A lightweight C library and micro-utility for parsing HTTP multipart/form-data streams. Designed for embedded systems, it handles only one file per stream with no validation, prioritizing small code size over speed or features.
This tool adheres to the Unix Philosophy: it focuses on a single, well-defined task and works seamlessly with other programs through standard input/output chaining.
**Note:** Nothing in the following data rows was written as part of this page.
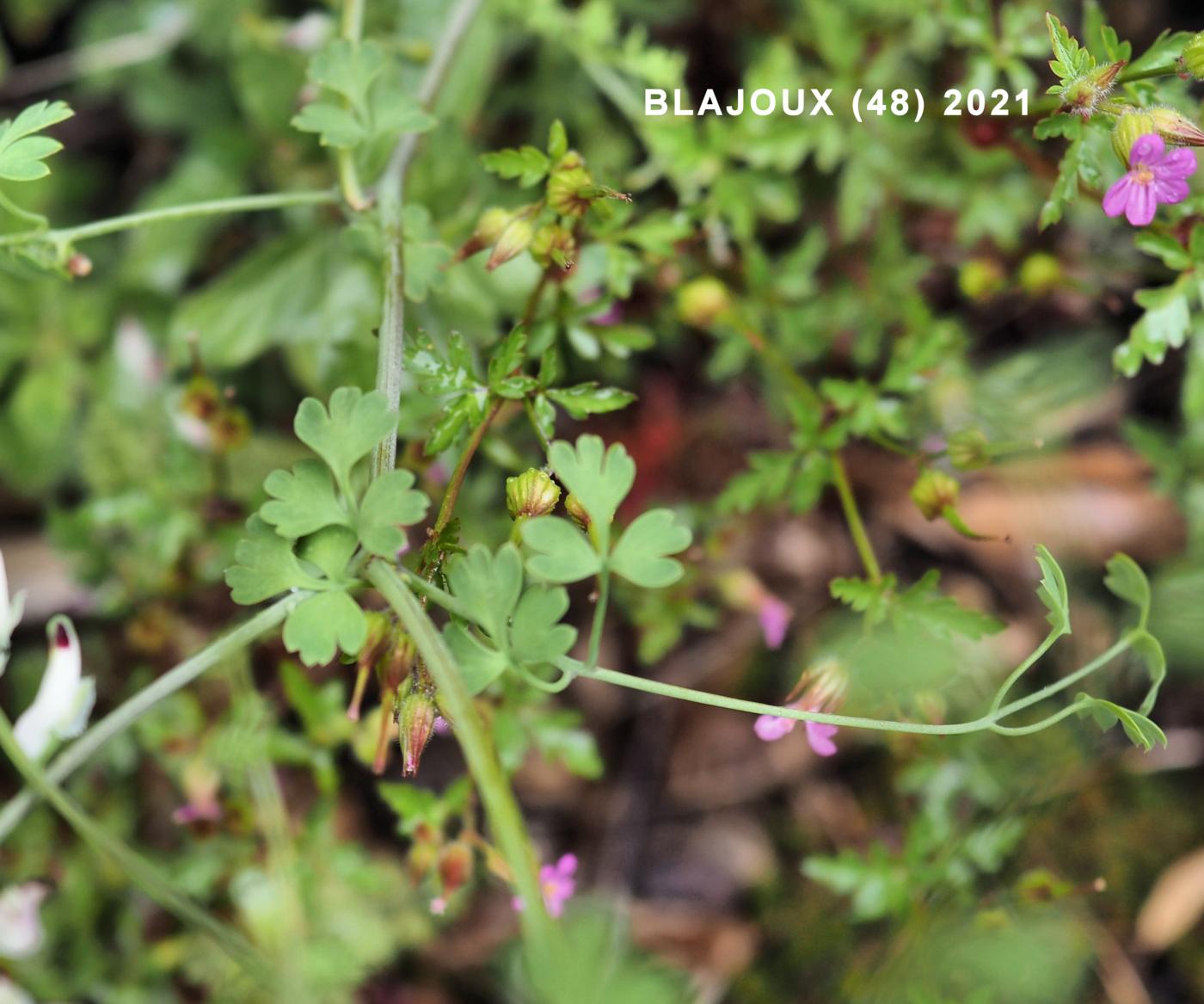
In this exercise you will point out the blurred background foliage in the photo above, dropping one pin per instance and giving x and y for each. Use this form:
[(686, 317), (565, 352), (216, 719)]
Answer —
[(900, 264)]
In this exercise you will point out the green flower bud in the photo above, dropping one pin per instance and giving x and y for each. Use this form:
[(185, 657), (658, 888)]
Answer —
[(969, 449), (1194, 56), (1176, 129), (514, 240), (554, 243), (933, 491), (417, 721), (702, 301), (577, 512), (980, 278), (531, 494), (1128, 129), (1041, 272)]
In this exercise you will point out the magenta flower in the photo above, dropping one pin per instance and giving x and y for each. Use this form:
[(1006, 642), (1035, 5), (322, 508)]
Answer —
[(556, 883), (1155, 176), (774, 618)]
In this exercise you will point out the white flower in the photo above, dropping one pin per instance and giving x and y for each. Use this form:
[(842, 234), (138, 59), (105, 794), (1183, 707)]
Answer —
[(64, 701), (21, 927)]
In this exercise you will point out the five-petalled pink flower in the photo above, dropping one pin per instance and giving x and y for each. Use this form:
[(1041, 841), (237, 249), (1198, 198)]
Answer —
[(1156, 176)]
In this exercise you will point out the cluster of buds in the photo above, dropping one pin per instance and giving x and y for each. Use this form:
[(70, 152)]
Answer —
[(1174, 129), (531, 494)]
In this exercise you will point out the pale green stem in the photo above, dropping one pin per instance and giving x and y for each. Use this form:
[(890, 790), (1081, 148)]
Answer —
[(65, 236), (390, 200), (140, 871), (541, 935), (83, 749)]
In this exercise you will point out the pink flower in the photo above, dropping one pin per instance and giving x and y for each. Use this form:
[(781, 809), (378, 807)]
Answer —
[(1155, 176), (556, 883), (774, 618)]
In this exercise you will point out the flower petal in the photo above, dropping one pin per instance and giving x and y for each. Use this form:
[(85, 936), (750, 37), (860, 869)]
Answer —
[(1147, 150), (1141, 205), (1116, 198), (820, 737), (770, 729)]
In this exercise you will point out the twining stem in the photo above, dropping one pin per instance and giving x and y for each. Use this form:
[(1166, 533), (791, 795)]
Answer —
[(64, 236), (989, 721), (852, 516), (140, 871), (83, 749), (541, 937), (390, 201)]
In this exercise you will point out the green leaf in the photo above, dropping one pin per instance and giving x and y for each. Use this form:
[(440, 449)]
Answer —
[(265, 566), (329, 549), (389, 503), (348, 69), (21, 152), (424, 253), (584, 400), (1126, 579), (562, 551), (478, 663), (316, 627), (303, 501), (1149, 650), (599, 478), (538, 636), (1140, 730), (1053, 591), (355, 422), (529, 165), (335, 126), (924, 605), (489, 587), (640, 557)]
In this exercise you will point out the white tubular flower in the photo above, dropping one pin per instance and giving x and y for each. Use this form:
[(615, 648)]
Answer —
[(64, 701), (21, 925)]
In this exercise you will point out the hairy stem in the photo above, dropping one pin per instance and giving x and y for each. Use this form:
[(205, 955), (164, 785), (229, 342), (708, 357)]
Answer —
[(852, 516), (140, 871), (122, 718), (541, 937), (390, 200), (65, 236)]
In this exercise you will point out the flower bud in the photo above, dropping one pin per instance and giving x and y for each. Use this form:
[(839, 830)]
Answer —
[(513, 241), (577, 512), (1194, 56), (554, 243), (1128, 129), (417, 721), (568, 190), (969, 449), (933, 493), (455, 865), (1041, 272), (980, 278), (531, 494), (702, 301), (1176, 129)]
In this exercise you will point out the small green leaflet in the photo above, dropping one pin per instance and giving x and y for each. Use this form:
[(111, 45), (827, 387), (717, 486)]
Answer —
[(527, 164), (355, 422), (641, 555), (1053, 593), (599, 477), (22, 153), (1140, 731)]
Given an HTTP multipart stream (example adapted from Stack Overflow):
POST / HTTP/1.1
Host: localhost:8000
Content-Type: multipart/form-data; boundary=---------------------------9051914041544843365972754266
Content-Length: 554
-----------------------------9051914041544843365972754266
Content-Disposition: form-data; name="text"
text default
-----------------------------9051914041544843365972754266
...
The parser extracts and outputs the first file's content:
text default
The library consists of two files, easily integrated into your project manually or via clib
clib install mofosyne/minimal-multipart-form-data-parser-c
or copy these files manually to your source folder:
minimal_multipart_parser.c
minimal_multipart_parser.h
The core function processes input streams character by character:
MultipartParserEvent minimal_multipart_parser_process(MinimalMultipartParserContext *context, const char c);
It emits one of the following events:
MultipartParserEvent_None
: No event yet; awaiting a file stream.MultipartParserEvent_FileStreamFound
: A file stream has been detected.MultipartParserEvent_FileStreamStarting
: A file stream is starting.MultipartParserEvent_DataBufferAvailable
: File data is available (usually a byte or small buffer).MultipartParserEvent_DataStreamCompleted
: File stream has ended.
Retrieve available data upon MultipartParserEvent_DataBufferAvailable
event:
unsigned int minimal_multipart_parser_get_data_size(const MinimalMultipartParserContext *context);
char *minimal_multipart_parser_get_data_buffer(const MinimalMultipartParserContext *context);
Check if the file was fully received:
bool minimal_multipart_parser_is_file_received(const MinimalMultipartParserContext *context);
Example:
int c;
static MinimalMultipartParserContext state = {0};
while ((c = getc(stdin)) != EOF)
{
// Processor handles incoming stream character by character
const MultipartParserEvent event = minimal_multipart_parser_process(&state, (char)c);
// Handle Special Events
if (event == MultipartParserEvent_DataBufferAvailable)
{
// Data Available To Receive
for (unsigned int j = 0; j < minimal_multipart_parser_get_data_size(&state); j++)
{
const char rx = minimal_multipart_parser_get_data_buffer(&state)[j];
// Output received data
putc(rx, stdout);
}
}
else if (event == MultipartParserEvent_DataStreamCompleted)
{
// Data Stream Finished
break;
}
}
// Check if file has been received
if (minimal_multipart_parser_is_file_received(&state))
{
// File Received Successfully
}
else
{
// File Reception Failed
}
A microutility named multipart_extract
is provided and is installable and uninstallable via
these two command below (PREFIX=/usr/local
can be omitted or adjusted as needed to your preferred
installation directory. By default it will install to /usr/local/bin
).
sudo make PREFIX=/usr/local install
sudo make PREFIX=/usr/local uninstall
It processes an HTTP multipart stream from standard input and outputs the first file's content to standard output.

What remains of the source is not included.